I didn’t really like the second half. But some of that it tied up in personal memories of my dad’s cancer. And granted, my dad wasn’t a teenager, and he had a totally different type of cancer than anyone in the book, but still, he was sick and at home, and well…if you’ve read the book, it just wasn’t like that at all, but it also was in a way that I really didn’t want to revisit.

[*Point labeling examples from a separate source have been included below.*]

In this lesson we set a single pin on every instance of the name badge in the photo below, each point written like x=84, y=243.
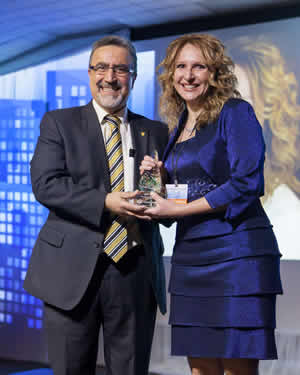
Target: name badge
x=177, y=193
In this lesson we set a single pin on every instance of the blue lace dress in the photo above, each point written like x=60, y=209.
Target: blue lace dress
x=223, y=283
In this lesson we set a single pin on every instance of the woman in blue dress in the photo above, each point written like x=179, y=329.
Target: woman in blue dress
x=225, y=263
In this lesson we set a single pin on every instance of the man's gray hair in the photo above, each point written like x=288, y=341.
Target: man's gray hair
x=115, y=40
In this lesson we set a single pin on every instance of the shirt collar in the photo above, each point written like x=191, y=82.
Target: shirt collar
x=101, y=113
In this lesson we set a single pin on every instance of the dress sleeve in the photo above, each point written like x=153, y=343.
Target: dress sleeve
x=245, y=147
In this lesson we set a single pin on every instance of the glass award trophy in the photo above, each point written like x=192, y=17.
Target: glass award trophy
x=150, y=181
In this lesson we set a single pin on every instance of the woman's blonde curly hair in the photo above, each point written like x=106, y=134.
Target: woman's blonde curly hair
x=274, y=90
x=222, y=80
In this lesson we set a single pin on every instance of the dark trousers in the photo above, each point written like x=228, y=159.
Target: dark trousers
x=121, y=300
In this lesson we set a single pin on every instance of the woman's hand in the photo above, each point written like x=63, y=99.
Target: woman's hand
x=164, y=208
x=149, y=164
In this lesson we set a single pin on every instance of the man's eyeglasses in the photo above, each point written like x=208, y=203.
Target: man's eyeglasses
x=120, y=70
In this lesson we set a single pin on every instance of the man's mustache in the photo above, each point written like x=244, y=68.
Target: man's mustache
x=114, y=85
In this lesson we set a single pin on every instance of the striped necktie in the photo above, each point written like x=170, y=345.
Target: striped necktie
x=115, y=241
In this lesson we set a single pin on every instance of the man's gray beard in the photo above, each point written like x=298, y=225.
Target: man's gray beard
x=109, y=101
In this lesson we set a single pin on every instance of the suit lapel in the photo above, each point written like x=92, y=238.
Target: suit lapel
x=140, y=141
x=99, y=165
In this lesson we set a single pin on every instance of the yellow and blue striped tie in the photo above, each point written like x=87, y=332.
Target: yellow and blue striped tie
x=115, y=241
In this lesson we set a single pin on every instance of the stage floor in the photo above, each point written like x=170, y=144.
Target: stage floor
x=9, y=367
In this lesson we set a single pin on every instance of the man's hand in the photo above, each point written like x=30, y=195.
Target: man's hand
x=148, y=164
x=119, y=203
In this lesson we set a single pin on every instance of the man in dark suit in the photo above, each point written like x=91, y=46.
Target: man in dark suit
x=82, y=284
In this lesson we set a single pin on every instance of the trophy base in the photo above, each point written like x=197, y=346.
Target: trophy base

And the whole cigarette thing bothered me because the damn things DO cause cancer (see dad above) and even if Augustus wasn’t lighting up and inhaling, they were still there for the image and I call bullshit on the irony. Have I ever told you that when my dad was dying and finally lapsed into a coma that his hands still went through the motions of tapping a cigarette out from the pack, lighting it, and then bringing it up to his mouth to smoke? It’s creepy as hell to watch an unconscious person smoke an imaginary cigarette and it’ll impress upon you just how addictive the damn things are. So pretnding to smoke them just isn’t that cool in my world.
Okay, off the cigarette soapbox, which I’m usually better about not hopping on. The book still contains some great insight and writing. Even if, like I told Heather, it’s most definitely a John Green Book (see her post for details on why that is so).
In the end, I liked it. But I’m afraid I’m not going to be joining the Best Book of the Year Bandwagon.